Typically, they appear after a surgery or injury, but keloid scars can grow from acne, burns, scratches, tattoos and piercings. They can be quite disfiguring and are generally seen on the shoulders, chest, back, ears and jaw. Abscesses can also form within the scar, leading to infection.

While it can develop on persons of any skin tone, keloid scarring is 15 times more likely to affect persons with dark skin. It occurs equally in men and women, yet is uncommon among the elderly and children. Doctors are uncertain why some are affected and others are not. Treatment is difficult, and methods are varied, as are the results.

Cortisone injection treatment consists of monthly injections until the maximum benefit is reached. 70 percent of patients respond to cortisone, but recurrence is high, up to 50 percent within five years. Although the scar shrinks, it will always differ from the surrounding skin and has a tendency to be redder, as the injections stimulate the growth of capillaries.

Lasers can be used to treat scars, shrinking the size and reducing redness, but several sessions are required, and the cost is rarely covered by most insurance plans. Best results are achieved when used in conjunction with cortisone injections.

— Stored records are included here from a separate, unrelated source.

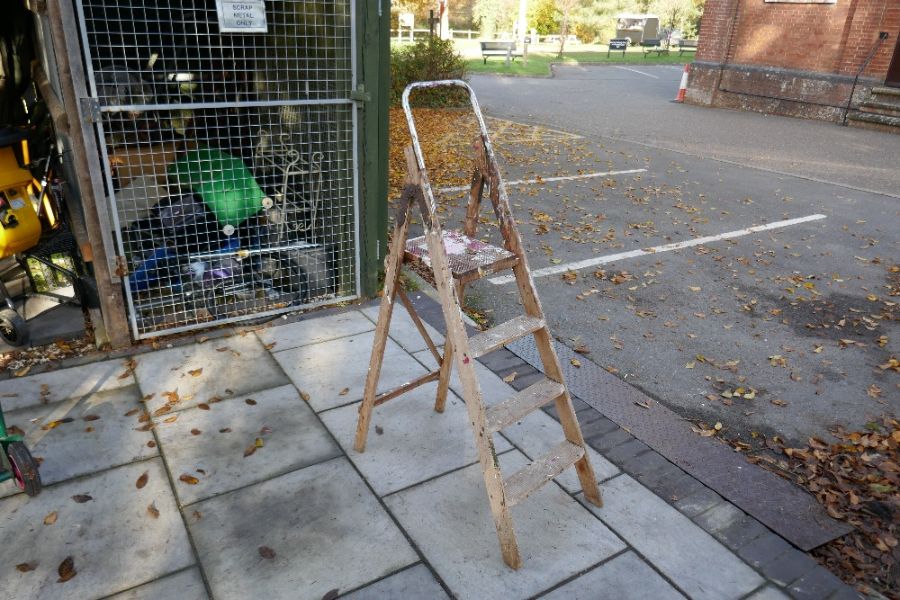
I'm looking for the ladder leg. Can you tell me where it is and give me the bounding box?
[434,283,465,413]
[479,452,522,569]
[353,194,411,452]
[434,337,453,412]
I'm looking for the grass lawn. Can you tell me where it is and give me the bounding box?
[391,39,694,77]
[464,46,693,77]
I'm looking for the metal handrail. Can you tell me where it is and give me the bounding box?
[402,79,507,212]
[841,31,890,126]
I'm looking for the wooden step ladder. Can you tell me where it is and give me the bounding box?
[354,80,603,569]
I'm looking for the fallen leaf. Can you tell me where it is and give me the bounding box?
[56,556,78,583]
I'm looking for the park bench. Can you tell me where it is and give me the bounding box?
[481,42,522,64]
[678,40,697,56]
[641,38,669,58]
[606,38,631,58]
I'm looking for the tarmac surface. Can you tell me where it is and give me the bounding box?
[442,66,900,442]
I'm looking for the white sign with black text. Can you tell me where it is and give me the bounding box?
[216,0,269,33]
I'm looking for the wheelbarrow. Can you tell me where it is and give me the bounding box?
[0,407,41,496]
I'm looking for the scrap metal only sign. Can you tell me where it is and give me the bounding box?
[216,0,269,33]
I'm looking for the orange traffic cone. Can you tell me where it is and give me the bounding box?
[675,63,691,102]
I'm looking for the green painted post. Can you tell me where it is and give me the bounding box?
[356,0,391,296]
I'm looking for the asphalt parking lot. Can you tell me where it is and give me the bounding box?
[422,66,900,442]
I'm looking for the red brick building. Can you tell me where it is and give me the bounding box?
[686,0,900,131]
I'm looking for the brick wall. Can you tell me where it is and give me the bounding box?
[687,0,900,120]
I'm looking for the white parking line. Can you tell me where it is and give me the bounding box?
[614,65,659,79]
[435,169,647,192]
[488,214,825,285]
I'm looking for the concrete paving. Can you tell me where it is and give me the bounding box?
[0,306,856,600]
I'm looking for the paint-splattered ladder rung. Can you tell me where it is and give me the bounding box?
[404,230,519,283]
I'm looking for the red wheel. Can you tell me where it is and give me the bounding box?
[6,442,41,496]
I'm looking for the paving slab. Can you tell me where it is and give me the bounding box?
[134,333,288,411]
[413,350,528,406]
[385,450,625,599]
[361,299,444,353]
[341,564,449,600]
[107,567,209,600]
[502,410,619,494]
[0,385,157,497]
[0,458,195,600]
[256,310,375,352]
[541,552,684,600]
[747,585,788,600]
[156,385,341,505]
[319,383,512,496]
[188,458,419,600]
[0,359,134,411]
[273,332,425,412]
[582,475,764,600]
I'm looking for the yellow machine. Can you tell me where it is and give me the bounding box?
[0,136,41,258]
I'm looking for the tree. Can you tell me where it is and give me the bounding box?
[472,0,519,37]
[556,0,581,58]
[528,0,559,35]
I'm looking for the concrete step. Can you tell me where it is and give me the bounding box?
[872,85,900,97]
[847,112,900,133]
[858,100,900,117]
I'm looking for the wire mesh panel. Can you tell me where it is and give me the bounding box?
[77,0,359,338]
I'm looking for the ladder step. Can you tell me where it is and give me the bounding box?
[469,315,544,358]
[403,230,519,283]
[486,378,566,433]
[503,441,584,506]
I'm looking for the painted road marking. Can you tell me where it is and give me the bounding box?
[488,214,826,285]
[435,169,647,193]
[614,65,659,79]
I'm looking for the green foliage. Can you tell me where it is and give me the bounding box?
[472,0,519,38]
[391,37,467,107]
[528,0,559,35]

Because of the nature of keloid scars, surgery is perilous. Recurrence is almost guaranteed, and even larger scars may form. When used in combination with other aggressive treatments, such as radiation, injection and pressure bandages, an up to 100 percent recurrence rate can drop to below 50 percent.

Interferons are manufactured by the body to combat bacteria, viruses and so forth. Recent studies have shown that injections of agents that stimulate interferon production have an effect on the size of scars, but scientists are unsure of the long term permanency.

A simple way to treat scars is with commercial scar fade cream. It smooths and reduces keloids, and it can prevent them from forming, as it regulates the excessive collagen production that causes scarring. For best results, it is important to begin use as soon as possible following surgery or injury. Scar creams are easy to apply, economical and readily available online.

Prevention is key to those prone to keloid scars. They are impossible to predict, and since treatment is troublesome, body modification and elective surgeries should be avoided, especially to the more susceptible areas of the body.